As well as elements from theremin player Clara Rockmore, Lena shares early childhood stories with my paternal grandmother, whose family lived in Singapore and Malacca when she was growing up, and who was sent at age four to boarding school in Perth. Lena’s trip by sea to Singapore with Uncle Valentine draws heavily on a script for a radio broadcast that my great grandfather wrote, based on the family’s experiences. Like Lena, my maternal grandmother lived at the Bathing Pavilion at Cottesloe Beach during the War. Uncle Valentine’s house is, in my mind, in John Street, Cottesloe, where my paternal grandfather lived as a child.
I stitched Lena together from those stories that I’d grown up with, and those that I’d found. Then I had to hide the seams, by fleshing her out, clothing her, teaching her to walk and talk. I love that whole process of constructing characters and worlds and fictions, and I enjoy blurring the lines between reality and fiction, mixing them so you can’t see where one stops and the other starts.
About the music
The music at the start and end of each episode is played by two Wellington musicians, Nell Thomas on theremin and Erika Grant on cello, both instruments that Lena Gaunt dedicated her life to playing.
Erika and Nell are one half of Orchestra of Spheres and have collaborated on a number of other projects – recently, live soundtracks for Wellington Film Society silent film screenings. They are both involved with the Sound Explorers collective and festivals Fredstock, Rising Tides and Pyramid Club Festival.

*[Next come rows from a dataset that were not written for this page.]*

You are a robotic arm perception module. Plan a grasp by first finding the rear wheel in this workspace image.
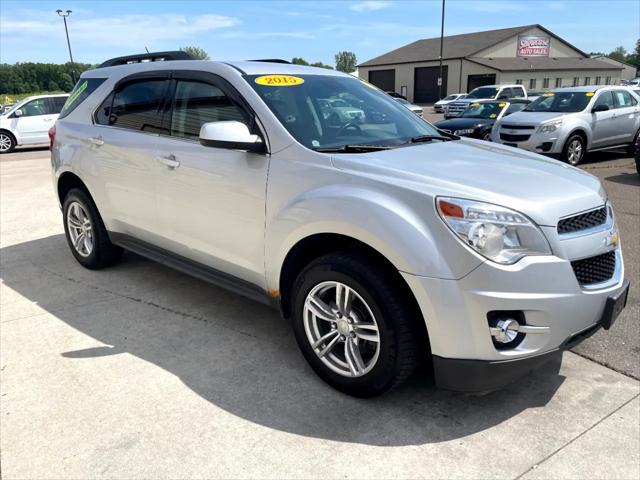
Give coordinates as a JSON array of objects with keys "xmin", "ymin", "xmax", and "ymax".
[
  {"xmin": 0, "ymin": 132, "xmax": 16, "ymax": 153},
  {"xmin": 562, "ymin": 134, "xmax": 586, "ymax": 167},
  {"xmin": 292, "ymin": 253, "xmax": 419, "ymax": 397},
  {"xmin": 62, "ymin": 188, "xmax": 122, "ymax": 270}
]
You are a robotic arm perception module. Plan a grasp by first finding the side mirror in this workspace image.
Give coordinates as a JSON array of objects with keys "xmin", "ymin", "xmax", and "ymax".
[{"xmin": 200, "ymin": 120, "xmax": 264, "ymax": 153}]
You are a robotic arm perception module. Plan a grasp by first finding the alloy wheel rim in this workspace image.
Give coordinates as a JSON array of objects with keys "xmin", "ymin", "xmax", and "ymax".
[
  {"xmin": 67, "ymin": 202, "xmax": 94, "ymax": 257},
  {"xmin": 0, "ymin": 134, "xmax": 11, "ymax": 152},
  {"xmin": 567, "ymin": 140, "xmax": 582, "ymax": 165},
  {"xmin": 303, "ymin": 281, "xmax": 380, "ymax": 378}
]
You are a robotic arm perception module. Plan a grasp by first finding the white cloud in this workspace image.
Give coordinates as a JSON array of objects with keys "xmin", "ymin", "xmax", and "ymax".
[
  {"xmin": 0, "ymin": 12, "xmax": 241, "ymax": 48},
  {"xmin": 349, "ymin": 1, "xmax": 392, "ymax": 12}
]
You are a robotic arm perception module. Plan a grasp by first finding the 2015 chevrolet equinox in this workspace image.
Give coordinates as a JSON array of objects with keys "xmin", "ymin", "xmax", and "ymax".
[{"xmin": 50, "ymin": 55, "xmax": 629, "ymax": 397}]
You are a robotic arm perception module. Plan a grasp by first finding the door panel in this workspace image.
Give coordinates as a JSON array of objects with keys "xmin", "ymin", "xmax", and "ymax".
[
  {"xmin": 591, "ymin": 91, "xmax": 616, "ymax": 148},
  {"xmin": 156, "ymin": 80, "xmax": 269, "ymax": 286},
  {"xmin": 92, "ymin": 78, "xmax": 169, "ymax": 243}
]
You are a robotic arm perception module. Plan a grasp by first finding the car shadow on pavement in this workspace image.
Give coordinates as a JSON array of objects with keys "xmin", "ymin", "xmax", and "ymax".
[{"xmin": 0, "ymin": 235, "xmax": 564, "ymax": 446}]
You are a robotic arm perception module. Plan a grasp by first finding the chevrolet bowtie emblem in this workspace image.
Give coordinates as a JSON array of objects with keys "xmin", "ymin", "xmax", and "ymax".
[{"xmin": 606, "ymin": 232, "xmax": 620, "ymax": 247}]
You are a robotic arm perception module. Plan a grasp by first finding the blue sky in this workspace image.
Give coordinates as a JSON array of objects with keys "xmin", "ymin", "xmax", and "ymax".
[{"xmin": 0, "ymin": 0, "xmax": 640, "ymax": 65}]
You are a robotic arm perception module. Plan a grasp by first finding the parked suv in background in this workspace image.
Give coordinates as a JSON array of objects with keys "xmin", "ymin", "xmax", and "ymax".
[
  {"xmin": 492, "ymin": 86, "xmax": 640, "ymax": 165},
  {"xmin": 444, "ymin": 85, "xmax": 527, "ymax": 119},
  {"xmin": 0, "ymin": 94, "xmax": 69, "ymax": 153},
  {"xmin": 51, "ymin": 53, "xmax": 628, "ymax": 397}
]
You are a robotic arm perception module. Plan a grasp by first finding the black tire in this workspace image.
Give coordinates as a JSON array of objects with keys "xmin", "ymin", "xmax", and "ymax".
[
  {"xmin": 0, "ymin": 130, "xmax": 16, "ymax": 153},
  {"xmin": 291, "ymin": 253, "xmax": 428, "ymax": 398},
  {"xmin": 62, "ymin": 188, "xmax": 123, "ymax": 270},
  {"xmin": 562, "ymin": 133, "xmax": 587, "ymax": 167}
]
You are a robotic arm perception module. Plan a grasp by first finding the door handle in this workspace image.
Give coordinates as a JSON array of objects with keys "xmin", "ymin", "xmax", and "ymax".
[{"xmin": 156, "ymin": 155, "xmax": 180, "ymax": 170}]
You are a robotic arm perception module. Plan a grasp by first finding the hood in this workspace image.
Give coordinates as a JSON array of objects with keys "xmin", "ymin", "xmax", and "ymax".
[
  {"xmin": 332, "ymin": 138, "xmax": 604, "ymax": 226},
  {"xmin": 500, "ymin": 111, "xmax": 567, "ymax": 125},
  {"xmin": 434, "ymin": 117, "xmax": 495, "ymax": 132}
]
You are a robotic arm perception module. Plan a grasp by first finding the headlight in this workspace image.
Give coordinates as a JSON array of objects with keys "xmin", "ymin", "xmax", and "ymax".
[
  {"xmin": 538, "ymin": 120, "xmax": 562, "ymax": 133},
  {"xmin": 436, "ymin": 197, "xmax": 551, "ymax": 265}
]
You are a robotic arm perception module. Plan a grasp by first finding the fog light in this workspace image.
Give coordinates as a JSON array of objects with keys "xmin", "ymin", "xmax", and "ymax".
[{"xmin": 491, "ymin": 318, "xmax": 520, "ymax": 343}]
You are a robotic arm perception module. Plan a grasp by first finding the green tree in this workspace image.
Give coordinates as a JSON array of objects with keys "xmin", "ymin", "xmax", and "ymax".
[
  {"xmin": 609, "ymin": 46, "xmax": 627, "ymax": 62},
  {"xmin": 180, "ymin": 47, "xmax": 211, "ymax": 60},
  {"xmin": 336, "ymin": 52, "xmax": 358, "ymax": 73}
]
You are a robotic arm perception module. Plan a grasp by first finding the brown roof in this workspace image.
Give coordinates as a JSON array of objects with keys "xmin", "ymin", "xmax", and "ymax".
[
  {"xmin": 467, "ymin": 57, "xmax": 622, "ymax": 72},
  {"xmin": 359, "ymin": 25, "xmax": 538, "ymax": 67},
  {"xmin": 358, "ymin": 24, "xmax": 588, "ymax": 67}
]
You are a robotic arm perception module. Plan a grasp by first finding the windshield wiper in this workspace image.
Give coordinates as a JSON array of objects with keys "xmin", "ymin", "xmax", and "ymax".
[
  {"xmin": 313, "ymin": 145, "xmax": 395, "ymax": 153},
  {"xmin": 411, "ymin": 135, "xmax": 457, "ymax": 143}
]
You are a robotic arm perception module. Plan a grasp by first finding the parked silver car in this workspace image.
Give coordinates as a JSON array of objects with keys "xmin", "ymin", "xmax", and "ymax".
[
  {"xmin": 492, "ymin": 86, "xmax": 640, "ymax": 165},
  {"xmin": 51, "ymin": 52, "xmax": 628, "ymax": 397}
]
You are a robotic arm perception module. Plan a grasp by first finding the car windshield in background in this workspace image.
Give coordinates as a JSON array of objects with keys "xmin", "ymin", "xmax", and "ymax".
[
  {"xmin": 466, "ymin": 87, "xmax": 500, "ymax": 98},
  {"xmin": 524, "ymin": 92, "xmax": 593, "ymax": 113},
  {"xmin": 245, "ymin": 75, "xmax": 440, "ymax": 149},
  {"xmin": 460, "ymin": 102, "xmax": 506, "ymax": 118}
]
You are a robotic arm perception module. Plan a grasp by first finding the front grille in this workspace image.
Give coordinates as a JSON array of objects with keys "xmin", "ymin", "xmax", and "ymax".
[
  {"xmin": 571, "ymin": 251, "xmax": 616, "ymax": 286},
  {"xmin": 558, "ymin": 207, "xmax": 607, "ymax": 235},
  {"xmin": 500, "ymin": 133, "xmax": 531, "ymax": 142},
  {"xmin": 502, "ymin": 123, "xmax": 536, "ymax": 130}
]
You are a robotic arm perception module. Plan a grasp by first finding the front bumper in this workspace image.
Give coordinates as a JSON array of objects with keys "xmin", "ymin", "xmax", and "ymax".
[
  {"xmin": 491, "ymin": 128, "xmax": 565, "ymax": 154},
  {"xmin": 403, "ymin": 248, "xmax": 627, "ymax": 390}
]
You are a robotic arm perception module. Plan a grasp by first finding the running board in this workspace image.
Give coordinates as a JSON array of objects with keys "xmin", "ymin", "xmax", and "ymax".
[{"xmin": 109, "ymin": 232, "xmax": 279, "ymax": 308}]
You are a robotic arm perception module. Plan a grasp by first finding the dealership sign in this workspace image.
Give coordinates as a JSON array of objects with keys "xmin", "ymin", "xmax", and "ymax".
[{"xmin": 517, "ymin": 35, "xmax": 550, "ymax": 57}]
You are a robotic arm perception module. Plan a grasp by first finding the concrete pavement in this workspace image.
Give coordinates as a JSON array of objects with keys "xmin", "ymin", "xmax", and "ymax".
[{"xmin": 0, "ymin": 150, "xmax": 640, "ymax": 479}]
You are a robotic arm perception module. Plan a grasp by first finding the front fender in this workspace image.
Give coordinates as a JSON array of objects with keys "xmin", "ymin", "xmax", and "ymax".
[{"xmin": 265, "ymin": 184, "xmax": 482, "ymax": 289}]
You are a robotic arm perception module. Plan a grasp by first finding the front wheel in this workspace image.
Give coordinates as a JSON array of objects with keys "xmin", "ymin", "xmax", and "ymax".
[
  {"xmin": 0, "ymin": 132, "xmax": 16, "ymax": 153},
  {"xmin": 292, "ymin": 253, "xmax": 419, "ymax": 397},
  {"xmin": 562, "ymin": 135, "xmax": 586, "ymax": 167}
]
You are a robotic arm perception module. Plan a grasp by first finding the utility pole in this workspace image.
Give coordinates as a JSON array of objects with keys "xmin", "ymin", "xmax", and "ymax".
[
  {"xmin": 438, "ymin": 0, "xmax": 445, "ymax": 100},
  {"xmin": 56, "ymin": 10, "xmax": 76, "ymax": 85}
]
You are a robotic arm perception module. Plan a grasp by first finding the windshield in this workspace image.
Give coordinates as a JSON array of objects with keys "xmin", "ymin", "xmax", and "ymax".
[
  {"xmin": 466, "ymin": 87, "xmax": 500, "ymax": 98},
  {"xmin": 459, "ymin": 102, "xmax": 506, "ymax": 118},
  {"xmin": 245, "ymin": 75, "xmax": 439, "ymax": 149},
  {"xmin": 524, "ymin": 92, "xmax": 593, "ymax": 113}
]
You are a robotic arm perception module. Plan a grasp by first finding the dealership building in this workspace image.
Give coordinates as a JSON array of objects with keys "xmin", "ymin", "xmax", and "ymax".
[{"xmin": 358, "ymin": 25, "xmax": 635, "ymax": 103}]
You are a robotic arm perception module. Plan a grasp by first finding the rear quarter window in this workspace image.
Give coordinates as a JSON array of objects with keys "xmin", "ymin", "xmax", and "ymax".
[{"xmin": 60, "ymin": 78, "xmax": 106, "ymax": 118}]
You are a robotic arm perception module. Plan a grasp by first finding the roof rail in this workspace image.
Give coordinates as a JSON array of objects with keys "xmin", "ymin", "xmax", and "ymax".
[
  {"xmin": 249, "ymin": 58, "xmax": 291, "ymax": 64},
  {"xmin": 98, "ymin": 50, "xmax": 193, "ymax": 68}
]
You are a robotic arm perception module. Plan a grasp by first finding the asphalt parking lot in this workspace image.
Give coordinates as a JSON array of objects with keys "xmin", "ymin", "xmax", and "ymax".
[{"xmin": 0, "ymin": 130, "xmax": 640, "ymax": 479}]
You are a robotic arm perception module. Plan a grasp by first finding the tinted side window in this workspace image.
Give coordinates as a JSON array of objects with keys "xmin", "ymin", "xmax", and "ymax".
[
  {"xmin": 171, "ymin": 81, "xmax": 249, "ymax": 139},
  {"xmin": 594, "ymin": 92, "xmax": 615, "ymax": 109},
  {"xmin": 50, "ymin": 97, "xmax": 68, "ymax": 113},
  {"xmin": 104, "ymin": 79, "xmax": 167, "ymax": 133},
  {"xmin": 613, "ymin": 90, "xmax": 636, "ymax": 108},
  {"xmin": 20, "ymin": 98, "xmax": 53, "ymax": 117}
]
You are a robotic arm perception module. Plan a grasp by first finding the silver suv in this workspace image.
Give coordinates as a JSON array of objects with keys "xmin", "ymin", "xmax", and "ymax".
[
  {"xmin": 51, "ymin": 55, "xmax": 628, "ymax": 397},
  {"xmin": 491, "ymin": 86, "xmax": 640, "ymax": 165}
]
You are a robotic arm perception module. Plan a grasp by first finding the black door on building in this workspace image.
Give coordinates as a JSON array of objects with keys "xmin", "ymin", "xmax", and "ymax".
[
  {"xmin": 413, "ymin": 65, "xmax": 449, "ymax": 103},
  {"xmin": 467, "ymin": 73, "xmax": 496, "ymax": 92},
  {"xmin": 369, "ymin": 69, "xmax": 396, "ymax": 92}
]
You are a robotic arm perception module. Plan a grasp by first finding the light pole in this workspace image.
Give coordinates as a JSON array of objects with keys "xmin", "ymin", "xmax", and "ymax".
[
  {"xmin": 56, "ymin": 10, "xmax": 76, "ymax": 84},
  {"xmin": 438, "ymin": 0, "xmax": 445, "ymax": 100}
]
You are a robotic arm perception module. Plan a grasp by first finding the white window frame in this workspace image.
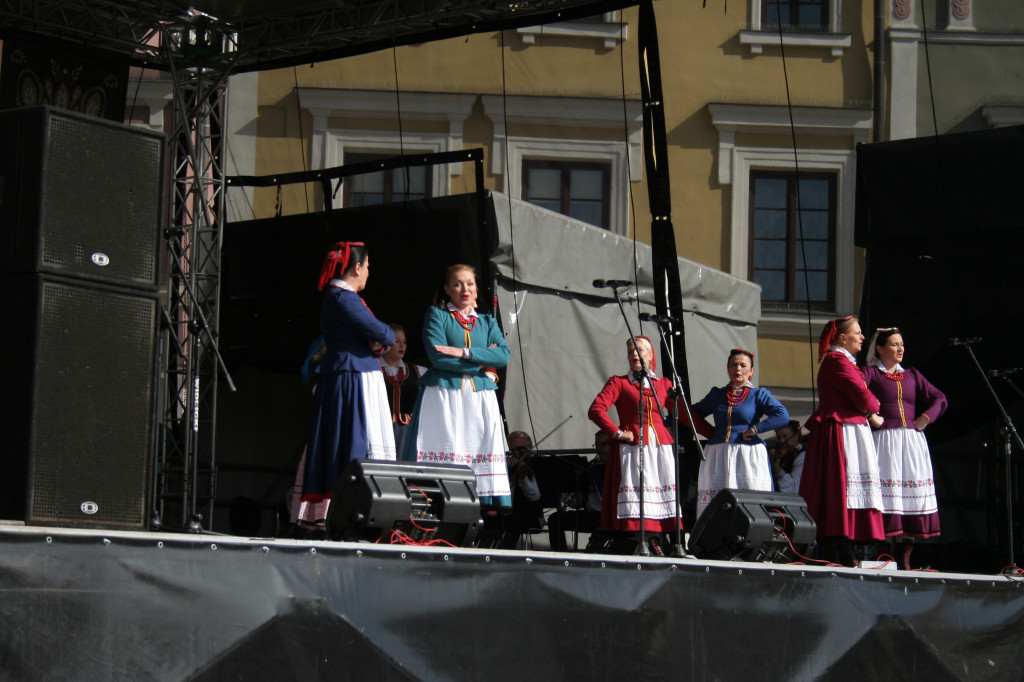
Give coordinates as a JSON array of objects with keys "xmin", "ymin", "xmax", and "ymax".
[
  {"xmin": 481, "ymin": 95, "xmax": 643, "ymax": 236},
  {"xmin": 709, "ymin": 103, "xmax": 872, "ymax": 336},
  {"xmin": 739, "ymin": 0, "xmax": 853, "ymax": 57},
  {"xmin": 299, "ymin": 88, "xmax": 476, "ymax": 208},
  {"xmin": 516, "ymin": 12, "xmax": 630, "ymax": 50}
]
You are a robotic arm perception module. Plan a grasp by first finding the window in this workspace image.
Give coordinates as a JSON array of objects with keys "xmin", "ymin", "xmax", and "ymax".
[
  {"xmin": 709, "ymin": 102, "xmax": 872, "ymax": 336},
  {"xmin": 522, "ymin": 161, "xmax": 611, "ymax": 228},
  {"xmin": 739, "ymin": 0, "xmax": 853, "ymax": 57},
  {"xmin": 342, "ymin": 152, "xmax": 431, "ymax": 206},
  {"xmin": 749, "ymin": 171, "xmax": 836, "ymax": 310},
  {"xmin": 480, "ymin": 95, "xmax": 643, "ymax": 235},
  {"xmin": 298, "ymin": 88, "xmax": 476, "ymax": 208},
  {"xmin": 761, "ymin": 0, "xmax": 829, "ymax": 31}
]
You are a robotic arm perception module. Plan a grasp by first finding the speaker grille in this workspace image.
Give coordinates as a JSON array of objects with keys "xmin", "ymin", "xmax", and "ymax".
[
  {"xmin": 0, "ymin": 106, "xmax": 164, "ymax": 289},
  {"xmin": 27, "ymin": 282, "xmax": 157, "ymax": 527},
  {"xmin": 41, "ymin": 115, "xmax": 163, "ymax": 284}
]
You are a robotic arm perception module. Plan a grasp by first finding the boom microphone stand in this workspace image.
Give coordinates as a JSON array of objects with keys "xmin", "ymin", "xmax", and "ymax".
[
  {"xmin": 640, "ymin": 313, "xmax": 706, "ymax": 557},
  {"xmin": 948, "ymin": 339, "xmax": 1024, "ymax": 576}
]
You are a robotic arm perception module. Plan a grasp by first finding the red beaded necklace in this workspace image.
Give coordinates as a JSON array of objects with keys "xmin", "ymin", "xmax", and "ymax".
[
  {"xmin": 382, "ymin": 366, "xmax": 406, "ymax": 388},
  {"xmin": 725, "ymin": 385, "xmax": 751, "ymax": 407},
  {"xmin": 449, "ymin": 310, "xmax": 479, "ymax": 332}
]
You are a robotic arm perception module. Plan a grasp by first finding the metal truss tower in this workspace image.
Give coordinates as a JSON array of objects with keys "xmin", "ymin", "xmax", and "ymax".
[{"xmin": 153, "ymin": 19, "xmax": 234, "ymax": 531}]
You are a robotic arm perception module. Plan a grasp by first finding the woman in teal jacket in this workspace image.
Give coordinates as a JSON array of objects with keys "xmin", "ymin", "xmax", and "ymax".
[{"xmin": 402, "ymin": 264, "xmax": 512, "ymax": 507}]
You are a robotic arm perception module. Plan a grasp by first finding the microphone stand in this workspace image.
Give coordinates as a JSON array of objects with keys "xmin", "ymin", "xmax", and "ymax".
[
  {"xmin": 611, "ymin": 285, "xmax": 663, "ymax": 556},
  {"xmin": 958, "ymin": 339, "xmax": 1024, "ymax": 576},
  {"xmin": 656, "ymin": 315, "xmax": 706, "ymax": 557}
]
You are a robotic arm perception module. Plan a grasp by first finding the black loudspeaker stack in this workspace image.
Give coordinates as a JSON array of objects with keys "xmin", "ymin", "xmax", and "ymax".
[
  {"xmin": 327, "ymin": 459, "xmax": 482, "ymax": 547},
  {"xmin": 687, "ymin": 488, "xmax": 817, "ymax": 563},
  {"xmin": 0, "ymin": 106, "xmax": 165, "ymax": 529}
]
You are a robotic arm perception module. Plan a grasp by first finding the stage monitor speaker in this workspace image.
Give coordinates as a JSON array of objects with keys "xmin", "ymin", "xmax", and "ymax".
[
  {"xmin": 0, "ymin": 274, "xmax": 158, "ymax": 529},
  {"xmin": 327, "ymin": 459, "xmax": 482, "ymax": 547},
  {"xmin": 687, "ymin": 488, "xmax": 817, "ymax": 563},
  {"xmin": 0, "ymin": 106, "xmax": 165, "ymax": 289}
]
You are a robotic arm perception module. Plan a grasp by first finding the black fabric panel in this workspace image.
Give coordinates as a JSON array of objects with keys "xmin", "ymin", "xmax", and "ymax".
[
  {"xmin": 0, "ymin": 531, "xmax": 1024, "ymax": 681},
  {"xmin": 220, "ymin": 194, "xmax": 497, "ymax": 374}
]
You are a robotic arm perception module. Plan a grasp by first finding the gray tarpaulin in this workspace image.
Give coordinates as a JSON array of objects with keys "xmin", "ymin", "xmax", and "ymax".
[{"xmin": 490, "ymin": 193, "xmax": 761, "ymax": 449}]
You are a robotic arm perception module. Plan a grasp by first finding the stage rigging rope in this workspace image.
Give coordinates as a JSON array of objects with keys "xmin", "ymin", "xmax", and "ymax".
[
  {"xmin": 494, "ymin": 26, "xmax": 537, "ymax": 442},
  {"xmin": 608, "ymin": 9, "xmax": 643, "ymax": 338},
  {"xmin": 290, "ymin": 65, "xmax": 311, "ymax": 217},
  {"xmin": 391, "ymin": 45, "xmax": 409, "ymax": 202},
  {"xmin": 775, "ymin": 2, "xmax": 818, "ymax": 412}
]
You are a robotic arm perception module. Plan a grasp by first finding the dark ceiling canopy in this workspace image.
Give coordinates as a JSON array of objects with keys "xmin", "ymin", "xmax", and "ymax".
[{"xmin": 0, "ymin": 0, "xmax": 640, "ymax": 72}]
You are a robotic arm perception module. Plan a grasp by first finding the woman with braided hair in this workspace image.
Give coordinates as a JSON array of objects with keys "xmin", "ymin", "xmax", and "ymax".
[
  {"xmin": 298, "ymin": 242, "xmax": 395, "ymax": 530},
  {"xmin": 800, "ymin": 316, "xmax": 885, "ymax": 566},
  {"xmin": 693, "ymin": 348, "xmax": 790, "ymax": 518},
  {"xmin": 863, "ymin": 327, "xmax": 946, "ymax": 570},
  {"xmin": 401, "ymin": 264, "xmax": 512, "ymax": 508}
]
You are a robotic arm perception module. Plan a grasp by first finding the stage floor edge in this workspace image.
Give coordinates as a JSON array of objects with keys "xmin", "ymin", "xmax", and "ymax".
[{"xmin": 0, "ymin": 523, "xmax": 1024, "ymax": 682}]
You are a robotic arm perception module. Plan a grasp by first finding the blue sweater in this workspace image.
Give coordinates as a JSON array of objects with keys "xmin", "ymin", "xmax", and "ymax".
[{"xmin": 420, "ymin": 307, "xmax": 509, "ymax": 390}]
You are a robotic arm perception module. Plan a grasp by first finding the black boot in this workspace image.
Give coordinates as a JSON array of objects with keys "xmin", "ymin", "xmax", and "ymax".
[{"xmin": 899, "ymin": 538, "xmax": 913, "ymax": 570}]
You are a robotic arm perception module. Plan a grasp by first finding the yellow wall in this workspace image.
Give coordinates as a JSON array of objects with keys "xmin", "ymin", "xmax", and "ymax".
[{"xmin": 243, "ymin": 0, "xmax": 872, "ymax": 387}]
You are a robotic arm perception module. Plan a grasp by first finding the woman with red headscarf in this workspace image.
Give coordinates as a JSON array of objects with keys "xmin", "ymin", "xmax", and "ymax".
[
  {"xmin": 800, "ymin": 317, "xmax": 886, "ymax": 566},
  {"xmin": 588, "ymin": 336, "xmax": 711, "ymax": 554},
  {"xmin": 693, "ymin": 348, "xmax": 790, "ymax": 518},
  {"xmin": 298, "ymin": 242, "xmax": 395, "ymax": 529}
]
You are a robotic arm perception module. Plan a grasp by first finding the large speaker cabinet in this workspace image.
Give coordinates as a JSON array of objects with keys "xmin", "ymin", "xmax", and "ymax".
[
  {"xmin": 0, "ymin": 274, "xmax": 158, "ymax": 528},
  {"xmin": 0, "ymin": 106, "xmax": 165, "ymax": 289},
  {"xmin": 0, "ymin": 106, "xmax": 164, "ymax": 528}
]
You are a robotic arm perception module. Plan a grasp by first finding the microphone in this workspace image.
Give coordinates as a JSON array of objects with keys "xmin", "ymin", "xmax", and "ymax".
[
  {"xmin": 594, "ymin": 280, "xmax": 633, "ymax": 289},
  {"xmin": 638, "ymin": 312, "xmax": 679, "ymax": 325}
]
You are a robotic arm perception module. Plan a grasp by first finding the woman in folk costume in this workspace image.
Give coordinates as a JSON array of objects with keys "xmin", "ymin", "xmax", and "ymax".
[
  {"xmin": 800, "ymin": 317, "xmax": 885, "ymax": 565},
  {"xmin": 402, "ymin": 264, "xmax": 512, "ymax": 507},
  {"xmin": 693, "ymin": 348, "xmax": 790, "ymax": 518},
  {"xmin": 863, "ymin": 327, "xmax": 946, "ymax": 570},
  {"xmin": 298, "ymin": 242, "xmax": 395, "ymax": 527},
  {"xmin": 588, "ymin": 336, "xmax": 712, "ymax": 554}
]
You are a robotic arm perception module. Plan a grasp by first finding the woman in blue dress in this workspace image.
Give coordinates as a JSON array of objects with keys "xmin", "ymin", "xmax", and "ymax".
[
  {"xmin": 298, "ymin": 242, "xmax": 395, "ymax": 528},
  {"xmin": 693, "ymin": 348, "xmax": 790, "ymax": 518},
  {"xmin": 402, "ymin": 264, "xmax": 512, "ymax": 507}
]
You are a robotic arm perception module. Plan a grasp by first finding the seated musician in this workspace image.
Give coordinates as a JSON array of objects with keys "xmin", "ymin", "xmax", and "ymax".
[{"xmin": 501, "ymin": 431, "xmax": 544, "ymax": 549}]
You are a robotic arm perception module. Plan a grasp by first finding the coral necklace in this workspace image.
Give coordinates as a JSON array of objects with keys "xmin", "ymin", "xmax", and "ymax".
[
  {"xmin": 449, "ymin": 310, "xmax": 478, "ymax": 332},
  {"xmin": 725, "ymin": 385, "xmax": 751, "ymax": 407}
]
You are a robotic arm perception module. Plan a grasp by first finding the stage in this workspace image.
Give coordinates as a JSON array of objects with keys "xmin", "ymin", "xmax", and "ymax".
[{"xmin": 0, "ymin": 523, "xmax": 1024, "ymax": 681}]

Nell originally bought her theremin to use with Orchestra of Spheres. “It’s a pretty strange sensation to produce sound without physical contact with your instrument. I don’t really go for perfectly-pitched melodies but prefer trying to find as many different sounds from it as I can by using effects pedals and movements. The physicality of it is cool, sometimes just making weird movements rather than thinking about producing a certain sound. Touching parts of pedals or leads with metal casings with your hands can also affect the sound in some unpredictable ways.
Erika and Nell have each played cello and theremin in various groups but had never played as a duo with these instruments until “Tracy asked us to do something at the launch of her novel Lena Gaunt at the Mighty Mighty last year, so we were grateful for the opportunity to try something out. It’s a nice combination to play around with – the theremin’s swoopy sine tone and cello’s fretless strings.”
The improvisations used for the soundtrack to this reading were originally used for A Sonic Postcard from Haskell Strait, Antarctica, co-ordinated by Craig Stevens, Gabby O’Connor and Katharine Allard.